Pitcher autour d’un thème

Depuis trois mois, j’assure la présidence du groupe BNI LBA. Mon rôle consiste à animer les réunions, mais aussi à stimuler la dynamique du groupe.

Dans un BNI, il est de tradition chaque semaine de présenter son entreprise en 60 secondes. Ecouter chaque semaine ses co-membres présenter plus ou moins de la même manière leur entreprise peut parfois s’avérer assez soporifique.

Aussi, pour amener une nouvelle dynamique, j’ai décidé, il y a quelques semaines, de lancer des défis à mes co-membres. Chaque semaine, je leur propose un thème commun pour nos pitchs.

Pour notre réunion du jeudi 20 décembre, c’est bien entendu autour de Noël que nous avons présenté nos entreprises.

Un storytelling simple mais efficace

Raconter une histoire, c’est suivre un schéma narratif avec une situation initiale, un événement perturbateur et un héro qui vient sauver la situation.

C’est sur cette trame simple et efficace qu’Éric Cagnello de l’entremise 3C Service a construit son pitch.

Noël. Vous avez invité toute votre famille à déjeuner. Tout s’annonce pour le mieux. Bûche et cadeaux de Noël sont prêt. Mais tout à coup, vous avez froid. Vous touchez un radiateur : il est froid. Malheur, votre chaudière est en panne. Que faire ? Tout annuler ? Demander à vos invités de venir avec des pulls et des couvertures ? Rien de tout cela! Car heureusement, cet été, en plein canicule, vous avez fait installer une climatisation par 3C Service! Et comme toute climatisation, elle est réversible! Vous sautez donc sur la télécommande et la régler sur 20°! Tout est bien qui fini bien! Votre dîner est sauvé!

Manier l’art du suspens Steph d’IPRP

Raconter une histoire, c’est faire vivre le suspens à son auditoire. Mission ultra-réussie pour Stéphanie Perrichot.

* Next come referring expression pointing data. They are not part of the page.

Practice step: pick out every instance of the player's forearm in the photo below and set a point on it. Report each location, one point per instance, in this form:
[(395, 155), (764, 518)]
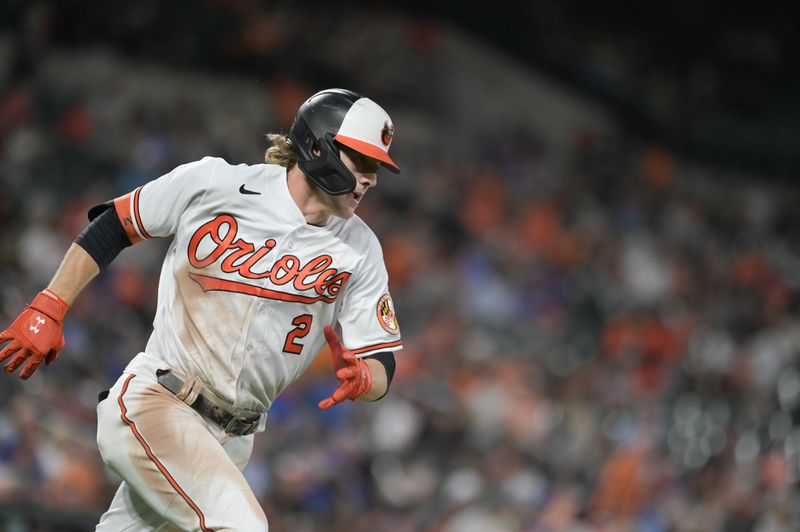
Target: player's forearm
[(74, 273), (380, 382)]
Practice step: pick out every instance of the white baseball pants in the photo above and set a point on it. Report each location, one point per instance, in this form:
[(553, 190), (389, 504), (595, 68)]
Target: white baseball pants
[(180, 471)]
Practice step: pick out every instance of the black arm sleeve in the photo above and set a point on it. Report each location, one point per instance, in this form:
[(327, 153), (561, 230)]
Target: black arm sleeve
[(387, 359), (104, 237)]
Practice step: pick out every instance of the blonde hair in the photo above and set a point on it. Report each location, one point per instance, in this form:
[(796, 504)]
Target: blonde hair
[(280, 152)]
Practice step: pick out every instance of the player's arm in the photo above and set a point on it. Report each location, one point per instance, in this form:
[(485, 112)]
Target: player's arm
[(37, 336), (365, 378)]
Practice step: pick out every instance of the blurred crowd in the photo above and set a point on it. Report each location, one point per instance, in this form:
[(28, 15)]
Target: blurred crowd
[(606, 345)]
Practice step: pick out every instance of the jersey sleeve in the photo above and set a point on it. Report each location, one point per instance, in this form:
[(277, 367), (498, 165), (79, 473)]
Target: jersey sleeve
[(154, 209), (367, 318)]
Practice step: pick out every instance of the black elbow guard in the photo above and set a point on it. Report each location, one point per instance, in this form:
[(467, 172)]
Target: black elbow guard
[(104, 237)]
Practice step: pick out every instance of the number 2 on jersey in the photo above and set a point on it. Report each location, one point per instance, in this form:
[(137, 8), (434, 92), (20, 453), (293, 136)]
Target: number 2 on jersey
[(302, 328)]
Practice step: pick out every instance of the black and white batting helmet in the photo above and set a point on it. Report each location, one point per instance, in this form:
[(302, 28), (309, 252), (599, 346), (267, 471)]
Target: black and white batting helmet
[(339, 116)]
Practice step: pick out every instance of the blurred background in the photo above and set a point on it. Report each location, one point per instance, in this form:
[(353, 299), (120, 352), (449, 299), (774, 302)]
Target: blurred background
[(593, 252)]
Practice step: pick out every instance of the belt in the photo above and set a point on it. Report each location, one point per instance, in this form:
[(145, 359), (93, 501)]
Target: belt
[(232, 424)]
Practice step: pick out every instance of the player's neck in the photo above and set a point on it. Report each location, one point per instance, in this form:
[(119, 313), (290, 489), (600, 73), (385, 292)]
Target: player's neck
[(306, 198)]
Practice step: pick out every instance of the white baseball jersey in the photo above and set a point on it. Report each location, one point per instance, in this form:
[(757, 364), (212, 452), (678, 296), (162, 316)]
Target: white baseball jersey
[(247, 285)]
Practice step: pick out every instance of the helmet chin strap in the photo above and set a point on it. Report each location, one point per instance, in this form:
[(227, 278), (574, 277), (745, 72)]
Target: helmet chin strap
[(328, 171)]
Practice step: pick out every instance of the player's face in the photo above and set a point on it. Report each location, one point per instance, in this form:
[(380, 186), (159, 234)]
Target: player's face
[(366, 171)]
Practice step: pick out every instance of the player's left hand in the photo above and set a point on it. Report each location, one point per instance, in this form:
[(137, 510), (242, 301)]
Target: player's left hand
[(36, 336), (354, 377)]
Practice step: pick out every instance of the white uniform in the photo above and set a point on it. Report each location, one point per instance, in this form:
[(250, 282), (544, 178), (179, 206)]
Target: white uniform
[(245, 291)]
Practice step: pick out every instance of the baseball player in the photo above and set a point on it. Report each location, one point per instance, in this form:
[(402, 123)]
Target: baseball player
[(267, 263)]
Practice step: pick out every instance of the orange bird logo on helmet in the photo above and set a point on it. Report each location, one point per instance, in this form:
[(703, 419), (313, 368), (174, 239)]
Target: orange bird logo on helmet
[(387, 133)]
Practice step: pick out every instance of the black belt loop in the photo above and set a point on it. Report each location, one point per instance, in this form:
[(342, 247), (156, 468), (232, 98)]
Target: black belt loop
[(231, 424)]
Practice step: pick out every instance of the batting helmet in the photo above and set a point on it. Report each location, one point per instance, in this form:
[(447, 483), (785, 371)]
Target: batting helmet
[(339, 116)]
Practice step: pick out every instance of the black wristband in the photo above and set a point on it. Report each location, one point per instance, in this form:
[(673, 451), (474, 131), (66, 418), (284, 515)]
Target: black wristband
[(104, 237)]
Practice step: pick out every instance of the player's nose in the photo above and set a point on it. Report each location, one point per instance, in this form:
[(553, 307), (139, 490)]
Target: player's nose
[(368, 179)]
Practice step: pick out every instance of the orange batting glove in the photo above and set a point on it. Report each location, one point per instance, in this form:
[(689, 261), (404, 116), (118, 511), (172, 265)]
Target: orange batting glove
[(354, 377), (36, 335)]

Sans jamais citer le gros bonhomme rouge, la dirigeante d’IPRP fait appel aux référence communes pour créer de la complicité avec nos co-membres : des lutins avec des tâches bien dangereuses. un seul livreur avec des animaux et surtout un travail la nuit du 24 au 25 (quid de la question du jour férié).

J’accompagne les entreprises dans la prévention des risques professionnels et dans leurs obligations réglementaires.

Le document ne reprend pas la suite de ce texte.